Now, this is inarguably cool, and I'm not saying I wouldn't do the same thing. But I'm wondering how Professor Hickey (who doubtless gets enough snickering in class as it is) will respond when his kids blow off their experiments because they were interested in something else.

I'm being too much of a grinch, surely. But what about this:
Hickey was mystified by one experience.

"I had a water bottle with this much water in it, that I was going to drink," he said, indicating a small amount.

"At zero gravity there was nothing in there that you could see. But when gravity came back, it was in there. It had just vaporized or something."
Now, the article doesn't say what Hickey teaches. Possibly it's not science, but if so, why was he even on this flight? Does he really think that water vaporizes in zero gravity? (I mean, more so than normal.)

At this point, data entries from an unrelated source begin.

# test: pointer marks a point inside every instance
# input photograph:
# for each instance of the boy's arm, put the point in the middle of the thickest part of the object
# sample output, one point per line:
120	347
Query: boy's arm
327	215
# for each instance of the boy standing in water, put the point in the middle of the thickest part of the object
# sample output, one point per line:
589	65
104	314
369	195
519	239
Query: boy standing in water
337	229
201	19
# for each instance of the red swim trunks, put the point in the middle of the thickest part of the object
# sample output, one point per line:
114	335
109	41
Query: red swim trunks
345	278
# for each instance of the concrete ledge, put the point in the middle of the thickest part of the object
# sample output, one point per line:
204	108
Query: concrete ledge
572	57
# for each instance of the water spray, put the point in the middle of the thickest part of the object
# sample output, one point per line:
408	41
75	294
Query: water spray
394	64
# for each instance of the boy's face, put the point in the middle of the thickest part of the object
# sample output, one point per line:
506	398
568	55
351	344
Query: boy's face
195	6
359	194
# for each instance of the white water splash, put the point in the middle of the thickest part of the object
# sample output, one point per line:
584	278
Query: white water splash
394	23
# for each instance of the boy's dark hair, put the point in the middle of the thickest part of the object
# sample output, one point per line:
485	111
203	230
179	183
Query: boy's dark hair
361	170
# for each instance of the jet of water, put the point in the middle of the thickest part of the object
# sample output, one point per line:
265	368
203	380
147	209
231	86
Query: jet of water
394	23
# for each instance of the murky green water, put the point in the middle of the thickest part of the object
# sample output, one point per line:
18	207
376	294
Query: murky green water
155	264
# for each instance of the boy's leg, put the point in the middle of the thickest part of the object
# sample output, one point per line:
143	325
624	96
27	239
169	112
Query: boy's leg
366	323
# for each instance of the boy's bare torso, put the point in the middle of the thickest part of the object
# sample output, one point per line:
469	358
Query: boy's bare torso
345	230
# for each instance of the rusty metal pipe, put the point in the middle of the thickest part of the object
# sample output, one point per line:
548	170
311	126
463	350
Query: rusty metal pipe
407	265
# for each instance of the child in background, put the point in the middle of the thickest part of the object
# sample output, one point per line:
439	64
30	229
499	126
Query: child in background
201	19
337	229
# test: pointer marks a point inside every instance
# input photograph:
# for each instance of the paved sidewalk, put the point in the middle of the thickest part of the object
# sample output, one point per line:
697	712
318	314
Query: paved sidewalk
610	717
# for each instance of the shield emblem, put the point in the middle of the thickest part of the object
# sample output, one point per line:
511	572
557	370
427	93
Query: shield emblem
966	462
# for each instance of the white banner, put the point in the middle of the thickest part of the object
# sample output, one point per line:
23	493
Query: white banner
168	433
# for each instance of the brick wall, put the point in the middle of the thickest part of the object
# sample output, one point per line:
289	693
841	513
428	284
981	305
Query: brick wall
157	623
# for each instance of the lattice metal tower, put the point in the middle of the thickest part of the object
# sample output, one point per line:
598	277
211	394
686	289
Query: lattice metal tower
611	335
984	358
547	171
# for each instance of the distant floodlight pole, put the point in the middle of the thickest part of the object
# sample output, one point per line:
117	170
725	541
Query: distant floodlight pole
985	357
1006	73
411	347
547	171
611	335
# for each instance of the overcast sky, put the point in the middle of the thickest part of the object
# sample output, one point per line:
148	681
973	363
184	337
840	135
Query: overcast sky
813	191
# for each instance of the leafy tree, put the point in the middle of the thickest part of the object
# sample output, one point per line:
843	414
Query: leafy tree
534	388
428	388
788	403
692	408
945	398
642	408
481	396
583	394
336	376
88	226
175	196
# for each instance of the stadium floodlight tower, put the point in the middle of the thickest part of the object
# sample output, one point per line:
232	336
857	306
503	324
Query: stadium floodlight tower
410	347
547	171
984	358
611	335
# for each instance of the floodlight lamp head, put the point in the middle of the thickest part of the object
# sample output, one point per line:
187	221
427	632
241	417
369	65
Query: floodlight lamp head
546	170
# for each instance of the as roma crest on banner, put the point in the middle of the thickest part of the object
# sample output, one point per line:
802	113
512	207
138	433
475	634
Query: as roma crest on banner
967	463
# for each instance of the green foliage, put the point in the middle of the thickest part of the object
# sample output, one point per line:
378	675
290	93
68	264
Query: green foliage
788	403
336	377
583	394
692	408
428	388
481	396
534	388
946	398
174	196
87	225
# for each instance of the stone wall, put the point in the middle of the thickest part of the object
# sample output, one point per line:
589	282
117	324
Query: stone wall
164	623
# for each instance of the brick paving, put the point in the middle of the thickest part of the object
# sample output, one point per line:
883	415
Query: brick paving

I'm just a middle-aged liberal arts major, so let's see if I can get it right. We're told that there isn't very much water in the bottle. I'm going to assume that magic doesn't happen and that, since the water "reappeared" in the bottle, that it never actually left. Theory: Under simulated zero g surface tension causes the water to spread out and coat the inside of the bottle fairly uniformly, making it difficult to distinguish from the sides of the bottle. A simple experiment -- swinging the bottle around to generate a little centrifugal force -- would cause the water to pool at one end, if that is the case.

Do either of my readers know enough science to tell me if I'm right?

If the point of this trip was to inspire a little scientific curiosity, looks like it failed, both with Mr Hickey and with Reuters, who thought they were cleverly reporting the lack of same in one teacher, but who failed to provide any answer to the question themselves.